Unix-based server sales at Hewlett-Packard went from $5.3 billion in 2000 to $4.2 billion last year, while sales of IBMs Unix-based AIX operating system were flat over the same period, “which means in a slightly declining market we gained nine points of revenue share,” Handy said.
Over the same time period, Linux server sales soared from $500,000 to $4.9 billion, and that rise came predominantly on the back of Solaris, with 80 percent of the migrations off Unix coming from Solaris, he said.
“So that is why we continue to target this program at Solaris. All the data shows that the customer movement in the purchasing of servers has migrated to Linux. The data shows that the peak of Suns Solaris server sales was in 2000, which was followed by 12 quarters of decline. So those servers bought in 2000 are now 4 years old, and so we are starting to see a lot more migration. That, thus, has a lot to do with the timing of this,” Handy said.

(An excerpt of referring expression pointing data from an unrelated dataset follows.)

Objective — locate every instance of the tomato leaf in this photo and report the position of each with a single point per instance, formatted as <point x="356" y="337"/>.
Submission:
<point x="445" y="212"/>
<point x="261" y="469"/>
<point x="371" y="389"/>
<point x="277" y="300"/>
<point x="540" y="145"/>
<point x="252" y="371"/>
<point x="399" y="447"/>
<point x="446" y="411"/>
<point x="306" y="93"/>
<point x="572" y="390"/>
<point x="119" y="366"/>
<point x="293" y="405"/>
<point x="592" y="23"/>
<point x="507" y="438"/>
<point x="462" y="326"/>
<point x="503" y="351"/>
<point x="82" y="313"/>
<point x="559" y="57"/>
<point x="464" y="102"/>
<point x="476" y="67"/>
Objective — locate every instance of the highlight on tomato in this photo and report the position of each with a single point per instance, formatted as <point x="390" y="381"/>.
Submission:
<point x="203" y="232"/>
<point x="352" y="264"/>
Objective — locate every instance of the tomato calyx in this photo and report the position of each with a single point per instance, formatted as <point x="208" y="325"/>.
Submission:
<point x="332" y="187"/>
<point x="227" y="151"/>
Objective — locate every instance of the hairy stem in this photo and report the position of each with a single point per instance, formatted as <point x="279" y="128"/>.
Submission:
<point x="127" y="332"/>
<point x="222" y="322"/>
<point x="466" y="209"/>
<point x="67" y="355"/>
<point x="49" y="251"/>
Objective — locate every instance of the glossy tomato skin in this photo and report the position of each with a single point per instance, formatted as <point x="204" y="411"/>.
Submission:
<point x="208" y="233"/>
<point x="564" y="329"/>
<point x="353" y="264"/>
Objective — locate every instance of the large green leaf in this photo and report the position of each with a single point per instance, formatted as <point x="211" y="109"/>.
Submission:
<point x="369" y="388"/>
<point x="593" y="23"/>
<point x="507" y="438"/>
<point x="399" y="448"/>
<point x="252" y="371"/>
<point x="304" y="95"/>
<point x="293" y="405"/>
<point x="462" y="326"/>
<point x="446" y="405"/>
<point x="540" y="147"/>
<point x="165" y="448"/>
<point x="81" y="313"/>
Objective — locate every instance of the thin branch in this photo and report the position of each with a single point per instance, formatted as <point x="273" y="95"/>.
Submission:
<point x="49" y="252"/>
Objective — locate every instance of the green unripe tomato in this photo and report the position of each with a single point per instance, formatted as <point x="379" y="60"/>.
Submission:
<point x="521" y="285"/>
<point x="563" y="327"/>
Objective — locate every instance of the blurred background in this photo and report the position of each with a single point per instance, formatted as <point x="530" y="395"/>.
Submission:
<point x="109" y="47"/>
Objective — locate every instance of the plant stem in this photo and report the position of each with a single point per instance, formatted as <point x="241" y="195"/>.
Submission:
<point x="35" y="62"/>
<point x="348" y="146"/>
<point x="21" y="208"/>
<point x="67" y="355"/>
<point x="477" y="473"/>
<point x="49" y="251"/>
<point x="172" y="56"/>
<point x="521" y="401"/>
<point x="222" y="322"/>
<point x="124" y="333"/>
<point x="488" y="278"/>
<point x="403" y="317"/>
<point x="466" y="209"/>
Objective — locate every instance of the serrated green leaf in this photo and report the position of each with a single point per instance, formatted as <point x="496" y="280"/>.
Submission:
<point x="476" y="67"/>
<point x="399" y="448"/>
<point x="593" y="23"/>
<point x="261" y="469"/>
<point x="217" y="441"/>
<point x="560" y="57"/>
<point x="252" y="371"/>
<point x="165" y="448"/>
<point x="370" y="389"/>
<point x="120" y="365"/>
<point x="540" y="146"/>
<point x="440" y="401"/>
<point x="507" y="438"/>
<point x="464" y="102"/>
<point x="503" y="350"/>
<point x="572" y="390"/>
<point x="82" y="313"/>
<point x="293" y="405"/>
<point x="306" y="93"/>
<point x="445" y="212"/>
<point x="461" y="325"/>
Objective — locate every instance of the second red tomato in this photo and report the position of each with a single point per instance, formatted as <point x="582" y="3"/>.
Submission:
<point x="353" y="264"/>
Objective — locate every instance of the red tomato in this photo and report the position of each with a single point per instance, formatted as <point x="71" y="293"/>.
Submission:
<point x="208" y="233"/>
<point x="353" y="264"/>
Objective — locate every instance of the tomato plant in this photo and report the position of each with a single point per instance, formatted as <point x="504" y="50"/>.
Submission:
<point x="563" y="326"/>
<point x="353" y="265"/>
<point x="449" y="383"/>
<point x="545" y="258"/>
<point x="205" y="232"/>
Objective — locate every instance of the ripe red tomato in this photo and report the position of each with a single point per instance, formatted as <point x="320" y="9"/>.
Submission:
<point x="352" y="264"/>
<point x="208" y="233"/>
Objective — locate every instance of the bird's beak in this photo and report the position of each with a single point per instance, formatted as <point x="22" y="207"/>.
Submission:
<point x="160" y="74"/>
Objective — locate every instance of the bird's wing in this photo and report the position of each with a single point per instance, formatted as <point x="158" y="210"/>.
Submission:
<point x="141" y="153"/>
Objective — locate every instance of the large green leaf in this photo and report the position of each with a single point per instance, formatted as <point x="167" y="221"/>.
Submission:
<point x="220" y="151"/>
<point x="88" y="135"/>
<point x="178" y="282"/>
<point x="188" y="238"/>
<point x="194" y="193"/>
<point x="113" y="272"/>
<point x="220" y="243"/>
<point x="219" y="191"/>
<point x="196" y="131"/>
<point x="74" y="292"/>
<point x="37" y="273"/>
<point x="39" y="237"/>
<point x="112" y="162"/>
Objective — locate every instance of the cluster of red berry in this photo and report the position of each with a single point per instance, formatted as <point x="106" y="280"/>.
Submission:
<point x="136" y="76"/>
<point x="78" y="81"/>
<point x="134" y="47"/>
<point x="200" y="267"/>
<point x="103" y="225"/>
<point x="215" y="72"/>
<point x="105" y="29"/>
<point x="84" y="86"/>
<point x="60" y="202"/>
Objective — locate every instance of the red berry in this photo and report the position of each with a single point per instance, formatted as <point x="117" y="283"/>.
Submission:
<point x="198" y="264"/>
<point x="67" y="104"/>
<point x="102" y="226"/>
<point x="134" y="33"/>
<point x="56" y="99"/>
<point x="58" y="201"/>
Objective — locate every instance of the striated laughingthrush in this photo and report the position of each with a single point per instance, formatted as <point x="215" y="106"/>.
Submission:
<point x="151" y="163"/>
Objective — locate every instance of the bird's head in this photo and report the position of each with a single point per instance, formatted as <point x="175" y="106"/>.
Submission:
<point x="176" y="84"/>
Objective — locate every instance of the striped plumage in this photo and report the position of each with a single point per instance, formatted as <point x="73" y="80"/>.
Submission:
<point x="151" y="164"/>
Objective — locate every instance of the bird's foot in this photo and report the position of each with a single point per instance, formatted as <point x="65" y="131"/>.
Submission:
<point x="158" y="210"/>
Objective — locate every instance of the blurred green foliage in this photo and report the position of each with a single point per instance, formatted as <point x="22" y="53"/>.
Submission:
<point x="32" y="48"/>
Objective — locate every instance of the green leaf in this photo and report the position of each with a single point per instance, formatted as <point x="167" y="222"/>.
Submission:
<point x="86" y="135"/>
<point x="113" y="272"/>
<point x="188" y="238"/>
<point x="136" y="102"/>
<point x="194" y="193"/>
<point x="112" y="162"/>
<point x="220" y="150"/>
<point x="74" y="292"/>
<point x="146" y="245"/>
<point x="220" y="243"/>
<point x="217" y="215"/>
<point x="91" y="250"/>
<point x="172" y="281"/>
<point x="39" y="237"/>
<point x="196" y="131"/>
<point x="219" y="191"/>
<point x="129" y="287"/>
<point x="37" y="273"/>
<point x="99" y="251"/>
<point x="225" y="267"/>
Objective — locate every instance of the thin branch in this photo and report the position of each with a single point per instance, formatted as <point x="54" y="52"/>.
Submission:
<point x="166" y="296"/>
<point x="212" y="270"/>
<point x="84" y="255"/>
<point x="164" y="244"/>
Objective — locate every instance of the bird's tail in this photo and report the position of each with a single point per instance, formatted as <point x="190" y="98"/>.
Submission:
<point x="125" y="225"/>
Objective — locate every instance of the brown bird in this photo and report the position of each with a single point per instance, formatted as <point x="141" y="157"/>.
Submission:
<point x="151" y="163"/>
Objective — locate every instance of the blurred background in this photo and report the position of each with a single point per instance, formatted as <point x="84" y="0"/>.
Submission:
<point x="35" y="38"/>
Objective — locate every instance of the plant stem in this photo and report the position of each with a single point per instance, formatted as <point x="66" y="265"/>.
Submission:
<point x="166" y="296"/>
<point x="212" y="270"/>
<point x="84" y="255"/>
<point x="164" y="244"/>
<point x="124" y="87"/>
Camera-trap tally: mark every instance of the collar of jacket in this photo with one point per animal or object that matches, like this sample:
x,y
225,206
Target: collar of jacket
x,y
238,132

Asked why IBM was working specifically with Red Hat on this migration initiative and not also with Novells SuSE Linux, Handy said this was because Sun executives such as chief operating officer and president Jonathan Schwartz had specifically targeted Red Hat, saying publicly that they were not against Linux but rather against Red Hat, whose Linux offering was proprietary, Handy said.
“We have been doing a lot of talking and making sales and customer calls and working together, and were finding there is still big momentum on the Solaris-to-Linux migration front,” he said, adding that this specific alliance with Red Hat did not diminish IBMs relationship with Novells SuSE Linux and that IBM continues to support any Solaris migration to Novells SuSE Linux, IBMs AIX operating system, Red Hat software or Microsofts Windows.
This latest Solaris-to-Linux initiative applies to both SMB and enterprise customers.
Part of that outreach plan involves some of IBMs business partners and includes giving them a half-day class, scripts they can talk to, mailing templates and how to actually do a Solaris-to-Linux migration, Handy said.
Asked by eWEEK.com if there would be more Solaris migration program updates, Handy said that was possible as both him and his team were always talking to customers and looking for new ways to help them migrate.